The U.S. Census Bureau Gets Some Sense Knocked into Them


Allyson Werner
Staff Writer

In February of 2013, the United States Census Bureau voted to eliminate the term ‘negro’ from all surveys. The change will take effect next year when the annual American Community Survey will be distributed to approximately 3.5 million people. Prior to the decision, the term was listed in conjunction with the terms “black” and “African American.”

When asked to write this article, I was confused. How could a government institution in the year 2013 utilize a term so outdated and derogatory? As it happens, research conducted on behalf of the Census Bureau in 2010 concluded that a small minority of the African American population in the United States, specifically the older generation residing in southern states, still identifies with the term “negro.” According to an article in the Huffington Post, in 2000, about 50,000 people specifically wrote in the word “negro” when asked how they wished to be identified. In 2010, that number dropped to 36,000. Despite the drop, it was then decided that the term would not be removed.

Robert Groves, a former Census Bureau director, defended the bureau’s decision. He insisted that the goal was inclusiveness.
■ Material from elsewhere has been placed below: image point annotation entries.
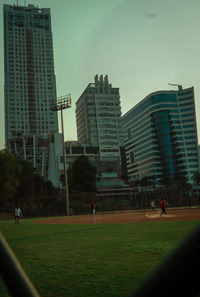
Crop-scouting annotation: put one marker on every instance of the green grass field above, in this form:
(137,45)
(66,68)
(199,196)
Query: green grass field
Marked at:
(91,260)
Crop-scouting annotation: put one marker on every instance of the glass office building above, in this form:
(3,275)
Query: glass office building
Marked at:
(30,84)
(161,135)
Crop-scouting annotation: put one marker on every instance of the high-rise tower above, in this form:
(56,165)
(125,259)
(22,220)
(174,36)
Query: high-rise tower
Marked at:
(29,72)
(98,118)
(161,136)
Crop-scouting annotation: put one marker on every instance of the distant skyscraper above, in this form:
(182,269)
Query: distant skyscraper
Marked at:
(98,118)
(29,72)
(161,135)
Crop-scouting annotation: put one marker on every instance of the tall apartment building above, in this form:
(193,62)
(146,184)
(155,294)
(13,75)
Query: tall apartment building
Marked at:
(98,119)
(161,135)
(30,84)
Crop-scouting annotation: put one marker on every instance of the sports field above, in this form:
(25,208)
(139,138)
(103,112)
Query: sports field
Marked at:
(71,256)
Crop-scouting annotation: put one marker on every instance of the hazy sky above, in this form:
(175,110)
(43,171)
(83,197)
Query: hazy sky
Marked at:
(141,45)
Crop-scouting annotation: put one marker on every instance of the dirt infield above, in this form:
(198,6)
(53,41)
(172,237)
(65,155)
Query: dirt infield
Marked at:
(128,217)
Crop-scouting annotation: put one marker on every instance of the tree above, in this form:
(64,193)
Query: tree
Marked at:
(9,172)
(82,176)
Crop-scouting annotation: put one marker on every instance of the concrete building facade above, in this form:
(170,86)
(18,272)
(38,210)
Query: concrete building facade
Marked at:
(98,120)
(30,86)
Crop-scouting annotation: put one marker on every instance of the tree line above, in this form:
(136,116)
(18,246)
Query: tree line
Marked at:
(19,179)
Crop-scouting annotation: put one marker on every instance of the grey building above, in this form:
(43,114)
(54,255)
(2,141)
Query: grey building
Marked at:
(30,84)
(161,135)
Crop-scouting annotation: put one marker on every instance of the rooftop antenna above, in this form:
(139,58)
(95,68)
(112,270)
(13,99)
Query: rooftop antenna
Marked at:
(176,85)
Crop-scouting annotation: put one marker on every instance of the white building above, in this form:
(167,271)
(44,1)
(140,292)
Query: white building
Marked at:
(98,119)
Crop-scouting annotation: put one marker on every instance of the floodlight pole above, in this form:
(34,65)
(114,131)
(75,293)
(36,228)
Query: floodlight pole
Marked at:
(65,169)
(63,103)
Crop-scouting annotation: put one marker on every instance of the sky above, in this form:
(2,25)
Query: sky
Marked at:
(142,45)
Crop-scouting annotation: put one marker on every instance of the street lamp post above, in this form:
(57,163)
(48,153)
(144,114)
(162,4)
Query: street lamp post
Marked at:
(61,103)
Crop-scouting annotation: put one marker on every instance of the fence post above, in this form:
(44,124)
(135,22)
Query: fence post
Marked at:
(13,274)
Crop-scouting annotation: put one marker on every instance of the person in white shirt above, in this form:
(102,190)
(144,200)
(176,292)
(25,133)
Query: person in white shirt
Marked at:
(18,214)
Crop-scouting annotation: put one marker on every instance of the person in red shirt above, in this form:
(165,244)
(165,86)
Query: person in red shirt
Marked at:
(162,206)
(92,207)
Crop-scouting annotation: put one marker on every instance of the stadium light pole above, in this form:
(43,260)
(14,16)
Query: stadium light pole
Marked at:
(61,103)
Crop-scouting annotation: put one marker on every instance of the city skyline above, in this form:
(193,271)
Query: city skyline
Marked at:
(141,46)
He and his colleagues hoped that every American would be able to identify with one of the terms presented on surveys. While I do not doubt the bureau’s motives, I do feel that this was the wrong decision. Although a small minority of the African American population does identify with the term, a large majority considers the term offensive and outdated, and in the United States, majority rules.

The term “negro” gained prominence when Portuguese and Spanish settlers traveled to the Americas nearly five centuries ago. The word ‘negro’ refers to the color black in both languages. European settlers in what would become the United States then adopted the term, and it remained prominent during slavery, reconstruction and the Jim Crow era before losing prominence during the civil rights movement of the 1960s; however, at the time, opinions varied on the issue. After all, Martin Luther King Jr. used the term in his famous “I have a dream” speech. Nevertheless, shortly after the movement was a success, the term lost legitimacy and many came to view the word as derogatory and outdated.

It was at this time, after the success of the civil rights movement, that the U.S. Census Bureau should have conducted research on the matter, but unfortunately, research was not conducted until 2010, some 50 years later. It is appalling that a term, which peaked during the Jim Crow era of segregation, still maintained official use into the 21st century.

I will admit that vocabulary and popular culture is constantly changing. For example, the term “negro” was preceded by the term “colored.” However, as a government institution, it is one responsibility of the U.S. Census Bureau to remain up to date on sensitive racial vocabulary. Money for research and polls on the matter must be budgeted during every fiscal year to keep up with the pace of the English language and popular culture.

Many students on campus shared my shock. A woman, who wishes to remain anonymous, stated, “I frankly was quite surprised that the term ‘negro’ was still being used on the Census. My understanding is that the census is asking people to specify how they would identify themselves, and I can’t recall the last time I heard anyone describe themselves as ‘negro.’”

It’s about time the U.S. Census got some sense into them, and eliminated a term with such a negative connotation. Simply put, it’s better late than never.